Bislang gilt, dass Überstunden mit mindestens 25 Prozent Aufschlag, in kleineren Unternehmen und für die ersten vier Überstunden in einer Woche jedoch mit mindestens 10 Prozent Aufschlag bezahlt werden müssen. Dieser Lohnzuschlag kann künftig in Unternehmen frei vereinbart werden, d.h. ein Abkommen im Unternehmen kann Abweichendes bestimmen, auch wenn die Abweichung „nach unten“ geht. („Nach oben“ war sie ohnehin schon immer rechtlich möglich, aufgrund des in Frankreich wie in Deutschland sonst gültigen „arbeitsrechtlichen Günstigkeitsprinzips“. Demnach gilt von mehreren Normen, die greifen könnten, die für die Lohnabhängigen günstigste – es sei denn, der Gesetzgeber hat etwas Anderes vorgesehen. Mehrere Gesetzestexte, vom 04. Mai 2004 bis heute, hebeln dieses „Günstigkeitsprinzip“ jedoch in weiten Bereichen aus, vor allem bei der Arbeitszeitpolitik.

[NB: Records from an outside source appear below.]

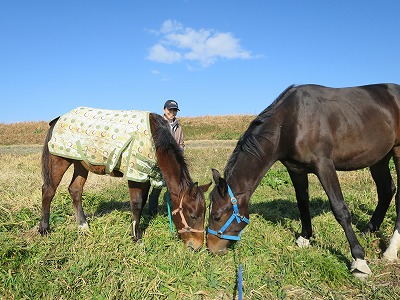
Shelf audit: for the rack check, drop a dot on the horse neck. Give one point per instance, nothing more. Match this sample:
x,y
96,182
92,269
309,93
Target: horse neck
x,y
174,173
246,171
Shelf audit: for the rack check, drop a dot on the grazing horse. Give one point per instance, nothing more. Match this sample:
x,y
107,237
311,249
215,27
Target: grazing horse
x,y
187,197
314,129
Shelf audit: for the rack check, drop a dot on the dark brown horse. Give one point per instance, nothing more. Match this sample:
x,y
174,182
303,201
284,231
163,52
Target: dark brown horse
x,y
186,196
314,129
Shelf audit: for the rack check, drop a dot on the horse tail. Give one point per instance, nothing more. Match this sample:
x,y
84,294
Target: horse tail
x,y
46,154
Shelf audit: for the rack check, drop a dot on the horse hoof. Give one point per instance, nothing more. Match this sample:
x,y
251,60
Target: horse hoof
x,y
390,255
359,268
43,231
84,228
303,242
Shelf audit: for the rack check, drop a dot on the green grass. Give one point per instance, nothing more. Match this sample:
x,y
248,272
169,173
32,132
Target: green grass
x,y
106,264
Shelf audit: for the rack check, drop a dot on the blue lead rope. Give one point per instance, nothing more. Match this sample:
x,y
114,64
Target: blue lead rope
x,y
171,228
235,215
240,283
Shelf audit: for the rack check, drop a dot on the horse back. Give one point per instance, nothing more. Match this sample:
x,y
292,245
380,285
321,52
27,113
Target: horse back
x,y
355,126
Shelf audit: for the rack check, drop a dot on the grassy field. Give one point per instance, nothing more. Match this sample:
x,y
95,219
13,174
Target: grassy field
x,y
105,264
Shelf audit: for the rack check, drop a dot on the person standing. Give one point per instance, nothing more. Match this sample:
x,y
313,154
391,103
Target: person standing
x,y
170,111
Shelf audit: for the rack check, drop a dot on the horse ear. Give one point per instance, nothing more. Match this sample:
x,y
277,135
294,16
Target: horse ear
x,y
193,190
216,176
220,182
205,187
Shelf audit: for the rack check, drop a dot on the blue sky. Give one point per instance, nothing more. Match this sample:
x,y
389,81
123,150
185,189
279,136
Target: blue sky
x,y
214,57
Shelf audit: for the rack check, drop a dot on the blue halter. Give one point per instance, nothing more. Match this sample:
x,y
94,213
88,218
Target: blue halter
x,y
235,215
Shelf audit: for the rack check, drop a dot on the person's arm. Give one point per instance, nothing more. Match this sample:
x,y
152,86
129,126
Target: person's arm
x,y
179,138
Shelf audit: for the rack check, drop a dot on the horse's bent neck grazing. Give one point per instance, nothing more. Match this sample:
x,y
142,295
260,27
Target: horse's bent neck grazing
x,y
256,151
170,159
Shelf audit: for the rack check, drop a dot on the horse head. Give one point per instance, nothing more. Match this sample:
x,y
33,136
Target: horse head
x,y
225,223
189,216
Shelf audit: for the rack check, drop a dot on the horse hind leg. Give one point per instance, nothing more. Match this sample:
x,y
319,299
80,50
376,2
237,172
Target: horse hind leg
x,y
394,243
385,188
138,192
75,189
53,170
300,184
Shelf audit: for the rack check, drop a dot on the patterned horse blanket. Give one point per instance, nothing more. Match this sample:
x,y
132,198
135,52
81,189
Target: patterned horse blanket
x,y
117,139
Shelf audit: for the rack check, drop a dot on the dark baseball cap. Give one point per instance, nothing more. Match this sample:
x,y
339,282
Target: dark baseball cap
x,y
171,104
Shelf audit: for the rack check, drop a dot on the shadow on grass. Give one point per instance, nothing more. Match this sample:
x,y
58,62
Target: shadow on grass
x,y
106,206
281,210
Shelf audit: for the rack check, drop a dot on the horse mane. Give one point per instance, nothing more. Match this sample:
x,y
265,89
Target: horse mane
x,y
165,142
249,141
45,154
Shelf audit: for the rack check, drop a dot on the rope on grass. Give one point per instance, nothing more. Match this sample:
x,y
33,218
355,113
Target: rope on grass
x,y
240,283
171,227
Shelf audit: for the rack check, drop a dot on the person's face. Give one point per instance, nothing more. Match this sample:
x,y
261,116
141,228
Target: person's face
x,y
170,113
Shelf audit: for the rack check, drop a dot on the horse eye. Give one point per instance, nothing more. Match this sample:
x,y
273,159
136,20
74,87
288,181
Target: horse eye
x,y
217,218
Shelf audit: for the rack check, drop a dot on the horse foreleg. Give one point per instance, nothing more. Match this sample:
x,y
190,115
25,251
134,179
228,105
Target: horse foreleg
x,y
53,171
326,173
138,192
300,184
75,189
386,189
394,243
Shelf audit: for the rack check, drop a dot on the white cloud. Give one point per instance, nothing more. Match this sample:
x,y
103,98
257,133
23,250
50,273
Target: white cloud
x,y
205,47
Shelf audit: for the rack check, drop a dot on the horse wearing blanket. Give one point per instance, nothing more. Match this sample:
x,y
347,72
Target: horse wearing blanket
x,y
133,144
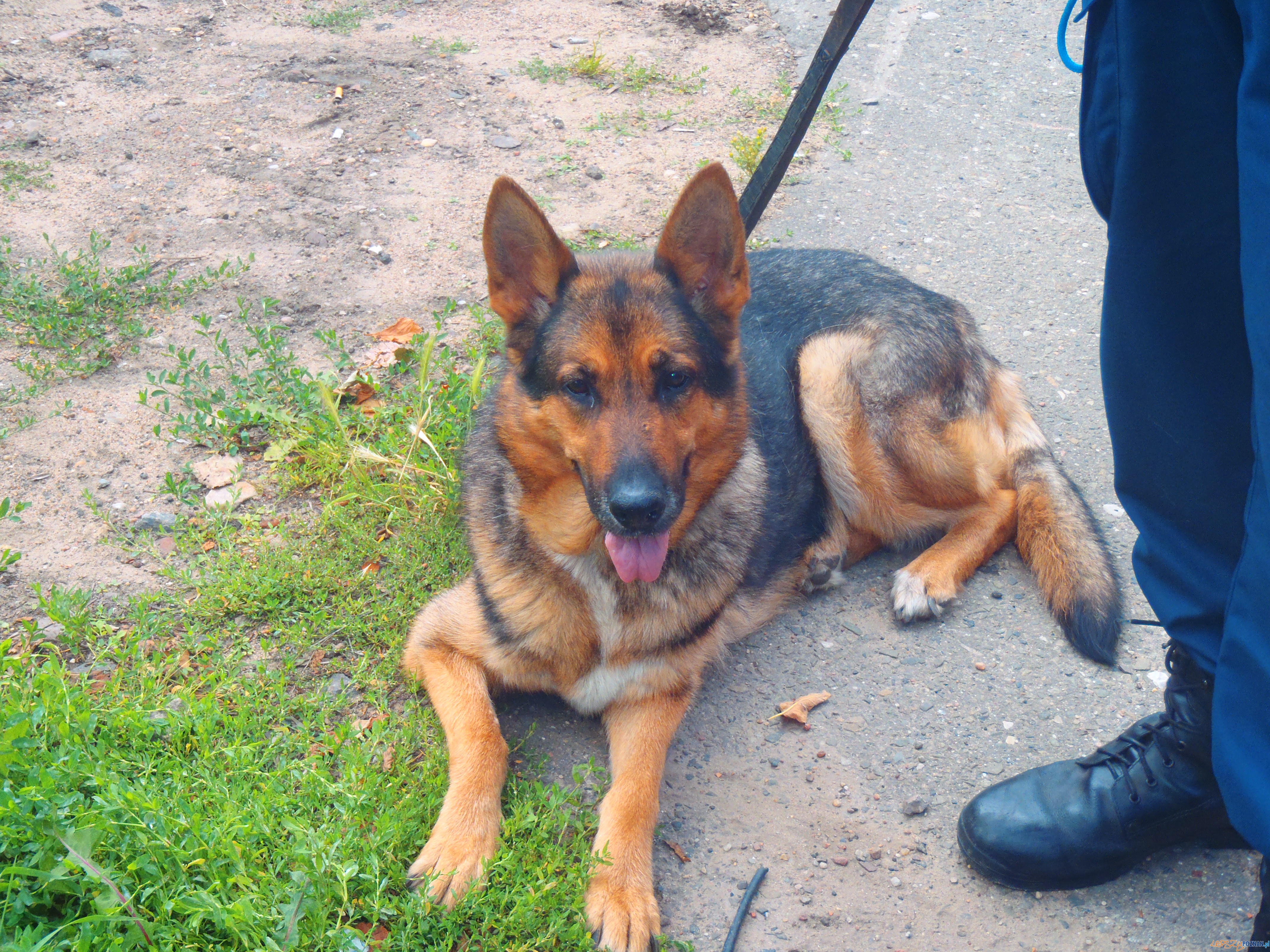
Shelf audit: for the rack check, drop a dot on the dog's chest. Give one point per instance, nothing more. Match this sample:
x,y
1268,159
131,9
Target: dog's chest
x,y
618,676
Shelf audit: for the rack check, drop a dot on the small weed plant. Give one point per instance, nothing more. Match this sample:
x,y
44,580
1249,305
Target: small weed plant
x,y
77,313
747,152
445,47
17,176
340,20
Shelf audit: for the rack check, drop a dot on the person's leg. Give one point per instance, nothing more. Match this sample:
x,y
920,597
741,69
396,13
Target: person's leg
x,y
1159,147
1241,716
1159,152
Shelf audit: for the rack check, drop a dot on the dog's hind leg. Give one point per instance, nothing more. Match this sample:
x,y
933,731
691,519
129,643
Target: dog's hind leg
x,y
465,836
840,549
923,587
621,908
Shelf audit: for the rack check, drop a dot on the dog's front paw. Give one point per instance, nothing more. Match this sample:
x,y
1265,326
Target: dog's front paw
x,y
823,573
621,917
454,860
914,600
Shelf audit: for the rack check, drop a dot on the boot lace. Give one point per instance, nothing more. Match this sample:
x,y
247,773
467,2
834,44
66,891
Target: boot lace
x,y
1131,748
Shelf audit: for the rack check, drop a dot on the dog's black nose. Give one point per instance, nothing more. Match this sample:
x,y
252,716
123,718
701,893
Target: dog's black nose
x,y
637,498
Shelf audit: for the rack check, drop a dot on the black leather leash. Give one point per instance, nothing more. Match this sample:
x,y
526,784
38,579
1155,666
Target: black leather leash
x,y
770,172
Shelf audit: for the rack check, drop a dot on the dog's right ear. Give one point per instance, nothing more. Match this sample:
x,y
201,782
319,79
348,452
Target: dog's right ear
x,y
526,259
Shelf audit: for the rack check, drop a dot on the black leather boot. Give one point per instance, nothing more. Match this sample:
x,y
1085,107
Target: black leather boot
x,y
1080,823
1262,924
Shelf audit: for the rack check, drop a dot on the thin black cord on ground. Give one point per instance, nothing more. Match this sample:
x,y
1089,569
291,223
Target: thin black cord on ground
x,y
731,942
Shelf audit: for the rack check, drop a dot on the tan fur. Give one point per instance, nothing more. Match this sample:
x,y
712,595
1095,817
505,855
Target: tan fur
x,y
544,609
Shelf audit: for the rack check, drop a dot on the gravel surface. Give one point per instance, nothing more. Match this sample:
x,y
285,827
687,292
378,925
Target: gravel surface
x,y
966,177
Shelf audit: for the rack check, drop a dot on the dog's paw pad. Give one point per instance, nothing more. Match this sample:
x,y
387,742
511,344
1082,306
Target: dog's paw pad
x,y
912,601
621,919
823,573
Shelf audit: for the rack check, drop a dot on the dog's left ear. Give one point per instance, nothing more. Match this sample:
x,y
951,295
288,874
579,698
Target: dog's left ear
x,y
526,261
704,248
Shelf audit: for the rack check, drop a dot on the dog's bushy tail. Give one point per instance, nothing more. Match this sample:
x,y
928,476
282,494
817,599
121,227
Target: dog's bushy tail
x,y
1062,543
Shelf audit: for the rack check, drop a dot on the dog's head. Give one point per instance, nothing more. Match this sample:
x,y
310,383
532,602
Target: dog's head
x,y
625,404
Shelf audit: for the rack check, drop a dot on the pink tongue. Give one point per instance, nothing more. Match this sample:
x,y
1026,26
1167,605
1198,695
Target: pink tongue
x,y
638,558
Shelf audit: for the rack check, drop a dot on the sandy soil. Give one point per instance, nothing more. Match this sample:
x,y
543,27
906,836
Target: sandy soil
x,y
218,135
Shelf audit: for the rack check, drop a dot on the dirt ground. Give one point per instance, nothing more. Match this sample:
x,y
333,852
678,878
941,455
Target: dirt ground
x,y
218,136
217,140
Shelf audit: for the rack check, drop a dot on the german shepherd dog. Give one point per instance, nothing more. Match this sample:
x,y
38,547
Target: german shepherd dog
x,y
680,443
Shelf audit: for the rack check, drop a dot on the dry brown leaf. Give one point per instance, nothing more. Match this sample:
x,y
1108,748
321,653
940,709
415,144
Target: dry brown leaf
x,y
798,710
400,333
679,851
380,356
363,724
374,935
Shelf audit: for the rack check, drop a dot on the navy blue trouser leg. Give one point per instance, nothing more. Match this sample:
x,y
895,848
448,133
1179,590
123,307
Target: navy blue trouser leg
x,y
1175,143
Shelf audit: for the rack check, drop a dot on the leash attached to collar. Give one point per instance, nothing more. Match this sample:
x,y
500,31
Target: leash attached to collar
x,y
770,172
1062,32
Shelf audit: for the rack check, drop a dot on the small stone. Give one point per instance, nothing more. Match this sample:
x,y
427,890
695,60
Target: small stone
x,y
341,685
155,521
915,805
230,497
110,58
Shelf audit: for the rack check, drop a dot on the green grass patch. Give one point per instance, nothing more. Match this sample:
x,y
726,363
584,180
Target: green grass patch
x,y
17,176
747,152
601,240
78,313
445,47
340,20
239,765
538,69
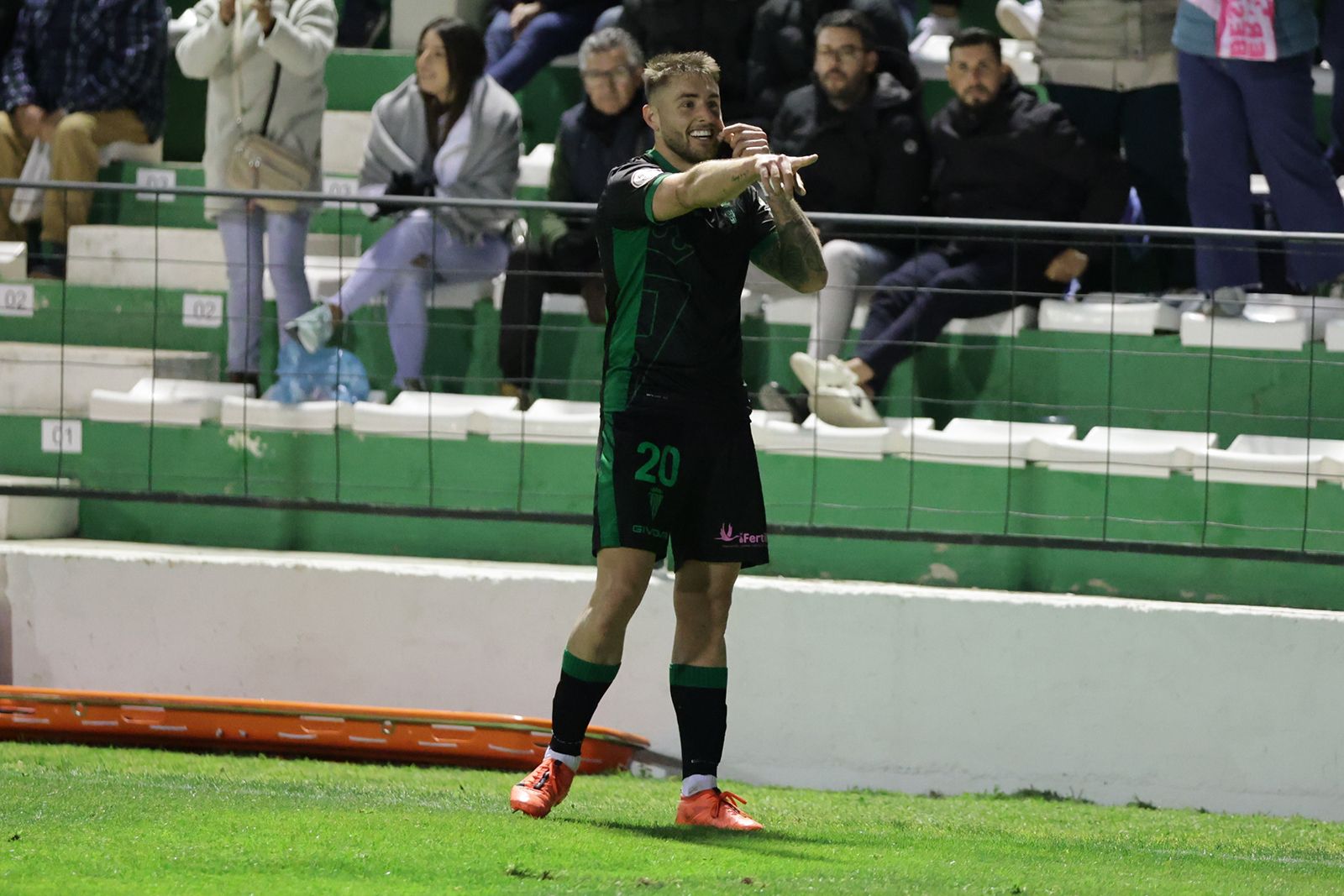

Den „Kompromiss“vorschlag von Olivier Faure unterstützten im letzten Anlauf „immerhin“ 123 sozialdemokratische Abgeordnete, also ein starkes Drittel der 292-köpfigen Regierungsfraktion in der Nationalversammlung. (Vgl. http://www.lcp.fr/actualites/loi-travail-123-deputes-ps-contre-la-baisse-de-la-majoration-des-heures-supplementaires externer Link) Verändert hätte er gar nicht viel, denn die Regelungen des künftigen neuen Gesetzes erlauben es zugleich, sehr viele – über die „Normarbeitszeit“ von 35 Stunden wöchentlich hinaus geleistete – Arbeitsstunden überhaupt nicht als Überstunden zu werten. Von Anfang an (d.h. seit dem sozialdemokratischen Gesetz zur 35-Stunden-Woche vom 19. Januar 2000) galt und gilt, dass die „35 Stunden“ nur im Durchschnitt über einen längeren Zeitraum erreicht werden müssen; was noch nie ausschloss, dass eine Arbeitswoche 28 Stunden und die nächste 42 Stunden beträgt. Bislang gilt, dass der „Ausgleichszeitraum“ dafür bei einseitiger Festlegung durch den Arbeit„geber“ bis zu einem Monat, bei Einigung mit einer oder mehreren Gewerkschaften dagegen bis zu einem Jahr betragen darf. Künftig kann er, nach dem neuen Gesetz, bis zu zwölf Wochen (per einseitige Anordnung durch den Arbeitgeber) oder gar bis zu drei Jahren (bei Einigung mit einer oder mehreren Gewerkschaften) betragen. In diesem Szenario gilt, dass in einer der längeren Arbeitswochen die Stunden zwischen der 35. und der 42. oder 44… eben nicht als Überstunden gewertet werden, sofern nur irgendwann innerhalb der „Ausgleichs“-Zeitspanne dann kürzere Arbeitswochen eingelegt werden.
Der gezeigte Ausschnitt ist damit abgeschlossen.